I'd say, as a martial artist, do what he did.  In short, he never stopped learning.  Those are footsteps I'll walk in.

Yours,
Dan Anderson


----------



## Cebu West (Jan 22, 2003)

Many of Professor's high ranked students are turning to Balintawak to gain new depth into the roots of Modern Arnis. Researching and learning some of the old styles that Professor used as bases for Modern Arnis and expanding on them is a good way to stretch the art and move foreword in the progression of Modern Arnis. Knowing the roots of the art will help with expanding it in the future.

SAL


----------



## ace (Jan 23, 2003)

Beening a Student(Black Belt)
Under Datu Hartman i to have seen this.

It was My understanding that Remy
Created Modern Arnis to Defeat Balintawak.

But to beat it we have to know what it is about.
I see it as a corto styel full of sweet moves.
I feel for my self i prefer Largo Mano
but enjoy the training.


----------



## modarnis (Jan 24, 2003)

> _Originally posted by Dan Anderson _
> *I'd say, as a martial artist, do what he did.  In short, he never stopped learning.  Those are footsteps I'll walk in.
> 
> Yours,
> Dan Anderson *



So very true Dan.  Professor learned by doing, learned through his teaching and learned from watching everyone in a room.  He provided so many tools to us implicitly.  He was masterful at teaching beginners through positive reinforcement. It still shocks me that so many among us gloss over his message which was to train and have fun

A few points that may draw fire:

1.  The Professor provided us with the tools to master his art.  He left it to us to explore the order and intensity of their use

2.  I believe he purposely left many of the connections out so that we could reproduce his learning process as closely as possible given our cultural constraints.  Truth is, he initially learned his lessons the hard way.

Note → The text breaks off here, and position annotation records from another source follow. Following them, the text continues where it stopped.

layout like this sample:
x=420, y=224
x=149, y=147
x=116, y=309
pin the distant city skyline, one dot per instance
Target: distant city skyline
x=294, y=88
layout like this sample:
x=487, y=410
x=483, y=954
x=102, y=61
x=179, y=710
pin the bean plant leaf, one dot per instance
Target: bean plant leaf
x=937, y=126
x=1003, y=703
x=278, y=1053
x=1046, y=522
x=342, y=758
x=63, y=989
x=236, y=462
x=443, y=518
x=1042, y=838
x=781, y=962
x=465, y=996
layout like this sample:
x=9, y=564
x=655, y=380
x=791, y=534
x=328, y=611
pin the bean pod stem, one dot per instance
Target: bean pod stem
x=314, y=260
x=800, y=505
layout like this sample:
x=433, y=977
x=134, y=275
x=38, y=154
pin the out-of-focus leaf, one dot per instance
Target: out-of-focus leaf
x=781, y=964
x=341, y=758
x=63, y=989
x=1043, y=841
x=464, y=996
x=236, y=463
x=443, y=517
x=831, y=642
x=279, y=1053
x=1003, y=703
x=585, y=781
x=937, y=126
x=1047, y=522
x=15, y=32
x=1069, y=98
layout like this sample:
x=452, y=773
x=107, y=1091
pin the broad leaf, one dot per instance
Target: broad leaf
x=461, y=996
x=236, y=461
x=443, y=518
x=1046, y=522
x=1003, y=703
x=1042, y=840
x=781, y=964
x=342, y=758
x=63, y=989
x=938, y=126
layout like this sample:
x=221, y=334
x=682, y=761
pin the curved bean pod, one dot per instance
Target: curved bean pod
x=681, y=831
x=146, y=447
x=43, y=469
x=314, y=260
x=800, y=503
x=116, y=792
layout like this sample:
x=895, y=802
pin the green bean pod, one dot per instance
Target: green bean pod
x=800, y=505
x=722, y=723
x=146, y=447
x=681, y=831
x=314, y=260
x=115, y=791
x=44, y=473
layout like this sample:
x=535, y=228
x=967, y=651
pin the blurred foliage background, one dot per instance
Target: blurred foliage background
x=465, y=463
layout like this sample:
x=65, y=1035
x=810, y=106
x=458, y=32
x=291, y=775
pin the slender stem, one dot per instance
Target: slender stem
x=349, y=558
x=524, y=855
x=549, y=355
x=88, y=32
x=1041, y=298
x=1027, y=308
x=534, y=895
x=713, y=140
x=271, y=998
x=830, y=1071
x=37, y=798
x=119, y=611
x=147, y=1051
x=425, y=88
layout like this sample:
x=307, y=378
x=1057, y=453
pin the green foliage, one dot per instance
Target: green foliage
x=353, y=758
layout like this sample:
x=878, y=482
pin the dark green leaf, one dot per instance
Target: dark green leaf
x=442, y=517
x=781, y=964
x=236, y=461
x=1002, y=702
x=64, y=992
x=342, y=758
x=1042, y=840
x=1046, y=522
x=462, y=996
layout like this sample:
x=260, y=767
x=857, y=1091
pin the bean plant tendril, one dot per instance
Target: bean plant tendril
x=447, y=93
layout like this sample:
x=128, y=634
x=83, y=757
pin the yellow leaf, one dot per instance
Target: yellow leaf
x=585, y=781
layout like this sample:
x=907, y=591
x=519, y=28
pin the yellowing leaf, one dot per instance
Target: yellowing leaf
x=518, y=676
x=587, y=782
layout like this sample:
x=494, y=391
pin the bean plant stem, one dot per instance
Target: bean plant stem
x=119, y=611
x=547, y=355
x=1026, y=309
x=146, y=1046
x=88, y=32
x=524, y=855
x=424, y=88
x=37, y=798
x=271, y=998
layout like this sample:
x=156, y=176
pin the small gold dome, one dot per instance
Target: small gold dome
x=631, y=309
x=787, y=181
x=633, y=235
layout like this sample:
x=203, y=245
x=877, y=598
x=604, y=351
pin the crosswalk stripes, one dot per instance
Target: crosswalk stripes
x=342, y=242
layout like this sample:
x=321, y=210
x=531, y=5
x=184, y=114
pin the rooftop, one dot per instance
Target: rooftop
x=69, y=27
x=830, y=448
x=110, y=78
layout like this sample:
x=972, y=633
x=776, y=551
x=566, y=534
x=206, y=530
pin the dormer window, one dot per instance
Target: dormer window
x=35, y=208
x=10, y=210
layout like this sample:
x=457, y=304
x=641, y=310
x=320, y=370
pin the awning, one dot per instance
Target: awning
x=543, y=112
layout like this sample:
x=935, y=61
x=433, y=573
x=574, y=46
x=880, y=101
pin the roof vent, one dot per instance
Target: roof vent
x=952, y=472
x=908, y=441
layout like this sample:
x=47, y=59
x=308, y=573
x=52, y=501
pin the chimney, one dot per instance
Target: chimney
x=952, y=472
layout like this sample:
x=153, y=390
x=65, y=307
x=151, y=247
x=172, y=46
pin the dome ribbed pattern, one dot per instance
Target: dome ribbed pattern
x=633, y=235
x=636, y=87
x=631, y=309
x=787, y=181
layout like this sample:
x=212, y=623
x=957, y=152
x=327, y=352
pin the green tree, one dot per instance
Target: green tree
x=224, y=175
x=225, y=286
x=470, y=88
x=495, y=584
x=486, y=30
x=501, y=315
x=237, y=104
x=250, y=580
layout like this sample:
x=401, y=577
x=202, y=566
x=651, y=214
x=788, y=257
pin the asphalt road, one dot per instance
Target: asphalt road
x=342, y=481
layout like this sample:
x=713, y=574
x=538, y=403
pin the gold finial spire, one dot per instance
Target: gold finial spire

3.  He encouraged us to change partners and explore his art so we can learn what applies best to different opponents.  At his level he did this through observation and frequent training.

4.  Most of all, he fostered an air of community and friendship where ideas were exchanged, friendships were forged, and people had fun.  

Just a few random thoughts

Brett


----------



## dearnis.com (Jan 24, 2003)

a lot in that last post.
good stuff.


----------